If Ryan were a woman, the aide would probably be calling that “sexism” instead. When I saw the Ryan photos, I was reminded of Marky Mark. But also: That 2009 Newsweek cover of Sarah Palin, the one that lifted a leggy glamour shot of the former governor out of Runner’s World magazine and grafted it onto its cover to illustrate a piece about why she’s “bad news for the GOP—and for everybody else.” Palin called the tactic “sexist.” Commentators were divided. Whenever a female politician’s image is leveraged to embarrass her professionally, we’re left wondering if there is a double standard at play. Would they do this to a man? And would a man’s looks be used to discredit his policies and intellect? 

Now we finally have an answer: Yes! But are the Paul Ryan photos the great equalizer? Not quite.

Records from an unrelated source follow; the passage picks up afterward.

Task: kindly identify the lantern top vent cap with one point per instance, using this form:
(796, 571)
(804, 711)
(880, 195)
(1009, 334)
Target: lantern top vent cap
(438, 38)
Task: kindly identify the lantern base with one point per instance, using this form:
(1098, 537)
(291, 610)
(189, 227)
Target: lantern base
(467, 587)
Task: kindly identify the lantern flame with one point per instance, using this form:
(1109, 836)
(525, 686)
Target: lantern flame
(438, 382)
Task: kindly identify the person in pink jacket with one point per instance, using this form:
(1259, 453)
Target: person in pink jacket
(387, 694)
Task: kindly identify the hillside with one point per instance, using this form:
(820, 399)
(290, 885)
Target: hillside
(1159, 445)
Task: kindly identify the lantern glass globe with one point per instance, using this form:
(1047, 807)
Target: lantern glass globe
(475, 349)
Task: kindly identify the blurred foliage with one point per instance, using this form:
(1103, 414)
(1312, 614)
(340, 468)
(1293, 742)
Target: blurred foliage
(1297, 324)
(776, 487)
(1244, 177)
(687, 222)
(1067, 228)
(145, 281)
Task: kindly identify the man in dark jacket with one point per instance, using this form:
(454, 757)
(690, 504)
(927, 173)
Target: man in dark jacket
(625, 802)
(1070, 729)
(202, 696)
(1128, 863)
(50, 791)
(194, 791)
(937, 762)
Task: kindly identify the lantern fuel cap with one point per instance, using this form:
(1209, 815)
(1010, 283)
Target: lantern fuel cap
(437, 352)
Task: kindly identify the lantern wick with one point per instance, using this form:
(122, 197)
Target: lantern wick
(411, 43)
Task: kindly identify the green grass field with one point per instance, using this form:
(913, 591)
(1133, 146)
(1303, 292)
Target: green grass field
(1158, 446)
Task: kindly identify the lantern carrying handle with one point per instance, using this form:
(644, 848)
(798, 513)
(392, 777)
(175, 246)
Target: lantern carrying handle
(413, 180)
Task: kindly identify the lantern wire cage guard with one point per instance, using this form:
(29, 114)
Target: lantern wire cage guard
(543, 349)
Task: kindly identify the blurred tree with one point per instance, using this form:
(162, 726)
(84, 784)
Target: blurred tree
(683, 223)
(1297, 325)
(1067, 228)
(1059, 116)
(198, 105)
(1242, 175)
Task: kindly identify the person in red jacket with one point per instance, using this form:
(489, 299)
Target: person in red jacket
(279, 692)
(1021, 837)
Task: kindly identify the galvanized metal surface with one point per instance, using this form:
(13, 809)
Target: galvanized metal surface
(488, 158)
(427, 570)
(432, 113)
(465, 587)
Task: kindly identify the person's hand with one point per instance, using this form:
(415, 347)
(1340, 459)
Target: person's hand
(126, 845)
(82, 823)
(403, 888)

In many ways, the response to Ryan’s gym-rat shots mirrors the way we talk about female politicians’ aesthetic choices, too. Though Time paired Ryan’s photos with a discussion of the P90X routine, the rest of the internet was quick to tie the body snarking to Ryan’s political persona. “Has the congressman been emphasizing his fitness too much?” the Christian Science Monitor asked. “We wonder: Did he not have any handlers around telling him that this photo shoot might not be such a good idea? Or is the congressman just so enamored with his own physical prowess that he won’t listen to naysayers?” (Ryan’s aide claims that “advisers to Ryan had been assured that the photos … would never be published.”) The meme ran wild. A mock OkCupid profile—“PaulieRVP/40/M”—was created (and disabled) within hours. Salon photoshopped Ryan’s muscular core over the neutered gold legs of Atlas Shrugged.

There is a long tradition of using images of male candidates—in most presidential races, the only kind—to illustrate their faults. Think of John Edwards fixing his hair, Michael Dukakis grinning from his perch on a tank, John Kerry windsurfing, and Nixon appearing in a televised debate smearing his chin with “shave stick” or strolling down the beach in a pair of wingtips. These photos gained traction because they conformed with the electorate’s sense of who these guys were: Edwards was all ego, Dukakis was a softie, Kerry was effete, and Nixon was the kind of unnatural creep you imagine has a secret closet full of clown costumes. And the Time photo shoot squares with Ryan’s vision of himself as Wisconsin’s own Randian superhero, living at the peak of emotional and physical control.

So if the men have been getting it for decades, why does it bother us when female politicians receive the same treatment? I have a theory: For every candidate, appearances matter. But before Obama, this rich cornucopia of presidential body shaming was centered on one very specific body type: The aging white dude (waistband size may vary). Because we’ve never seen a female body occupy a vice presidential or presidential seat, when a female candidate gets called out for her looks, the criticism always comes with the underlying question: Are we ready for a woman at the top? 

Hillary Clinton was scrutinized for her masculine pantsuits, and when she showed a little bit of cleavage. (“There wasn’t an unseemly amount of cleavage showing, but there it was. Undeniable,” Robin Givhan reported for the Washington Post.) Spending too much time primping—a charge leveled against Palin—can make female politicians look unserious, but looking bad isn’t a good move, either. When Newsweek caught the normally perfectly-primed Michele Bachmann in an unflattering close-up, it used it to illustrate its 2011 cover story anointing her “The Queen of Rage.” One Boston stylist advised Massachusetts senatorial candidate Elizabeth Warren to wear some lipstick to “embrace her beauty,” while sitting Sen. Scott Brown should “stick with the guy-next-door look.” And I don’t believe we’ve seen an obese woman begged repeatedly to run for president.

Yes, male politicians get reamed for over-the-top photo-ops. But otherwise, the bodies of fat old white guys and understated male beauties generally scoot by unscathed. Despite the build-up, Paul Ryan’s glamour shots didn’t seem to affect his debate performance last night. He was still free to join another white man to argue over whether women should have the right to control their own bodies. I hope that someday, my children will be free to ridicule the appearances of presidential candidates equally, regardless of gender. All we have to do is start electing female presidents, oh, about half the time.